Advertisement

NORTHRIDGE : Residential Parking Near CSUN Banned

Share

Temporary parking privileges after the Northridge earthquake have been rescinded along two stretches of city streets near the Cal State Northridge campus because of safety concerns and complaints from some residents about rude student behavior, university officials said Friday.

Parking is no longer available on the north side of Superior Street between Lindley and Nestle avenues and on Halsted Street between Lindley and Etiwanda avenues, according to CSUN Police Lt. Michael Sugar.

The university last week asked the city of Los Angeles to suspend parking along Superior after a number of homeowners complained that some students had hemmed in their driveways, littered the streets or trampled their lawns. In one instance, a student’s car blocked the exit of a gated circular driveway designed for a van specially equipped to carry disabled children, Sugar said.

Advertisement

“It created enough of a disturbance in that particular neighborhood that we felt that the appropriate measure would be to remove the parking privilege,” Sugar said.
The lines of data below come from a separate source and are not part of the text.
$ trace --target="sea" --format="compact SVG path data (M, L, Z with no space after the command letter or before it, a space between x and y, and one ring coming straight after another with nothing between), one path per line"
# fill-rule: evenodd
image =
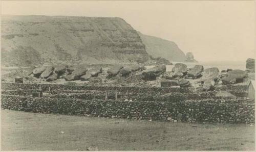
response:
M173 67L174 67L177 63L182 63L185 64L187 68L193 68L196 65L201 65L203 66L204 69L207 69L211 67L217 67L220 72L222 70L227 69L240 69L245 70L246 68L245 65L246 61L204 61L199 62L172 62L173 65L166 65L166 71L171 71ZM147 66L146 68L149 68L154 66Z

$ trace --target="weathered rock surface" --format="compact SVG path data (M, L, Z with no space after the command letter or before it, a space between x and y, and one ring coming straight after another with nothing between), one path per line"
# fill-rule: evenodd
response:
M172 71L173 72L173 77L182 77L186 74L187 66L183 63L178 63L175 64Z
M157 65L142 71L142 79L146 81L155 80L157 77L166 71L165 65Z
M46 70L46 67L39 67L35 68L33 70L33 74L34 74L34 77L36 78L39 78L40 75Z
M254 59L249 58L246 60L246 67L247 69L255 69L255 60Z
M204 70L204 67L200 65L196 65L191 70L188 71L187 77L193 78L198 78Z
M216 97L224 98L234 98L236 96L227 91L219 91L215 95Z
M202 74L202 79L203 80L210 80L216 81L218 79L219 73L219 69L217 67L206 69Z
M44 79L48 78L53 72L54 68L52 66L48 66L46 67L45 70L40 75L40 77Z
M245 71L241 70L233 70L228 71L227 77L222 78L223 84L232 84L236 83L243 82L244 79L247 75Z
M188 52L186 54L185 62L198 62L194 58L193 54L191 52Z
M87 69L86 68L80 67L74 70L71 74L66 75L65 77L66 81L73 81L79 79L82 75L86 74Z
M132 73L132 69L130 67L125 67L120 70L119 73L122 76L127 76Z
M123 68L123 66L119 65L116 65L112 67L109 69L106 72L109 74L109 75L110 77L113 77L116 75L118 74L119 72L119 70Z
M146 69L146 67L142 65L135 65L131 66L130 67L132 69L132 71L133 72L137 71L138 70L141 71L142 70Z
M58 74L56 73L54 73L53 74L52 74L50 75L47 79L46 79L46 81L52 81L55 80L57 80L58 79Z
M215 82L213 80L208 80L204 82L203 85L203 91L213 91L215 89L214 87Z
M30 75L33 73L33 70L36 68L36 67L35 66L32 66L31 67L30 67L29 69L28 70L28 72L27 72L27 75Z
M88 80L90 83L101 83L102 82L101 79L98 77L91 77Z
M66 65L58 65L54 67L54 72L58 75L62 75L65 73L67 66Z
M102 68L101 67L97 67L93 68L88 70L88 72L92 77L97 77L98 75L102 72Z
M181 87L188 87L190 85L189 81L185 79L179 80L179 83Z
On Halsted, officials abolished parking out of safety concerns because of buses traveling along the side of the road and the lack of sidewalks for students parking their cars.

After the Northridge temblor, the city eased parking restrictions on 25 streets around CSUN, which lost 2,500 spaces with the spectacular collapse of a campus parking structure. Sugar said the city had agreed to waive the restrictions until the end of May.

Over the past few months, the university has worked to restore the 9,200 parking spaces it had before the quake, securing about 7,600 by Feb. 14, when the campus finally reopened for the spring semester.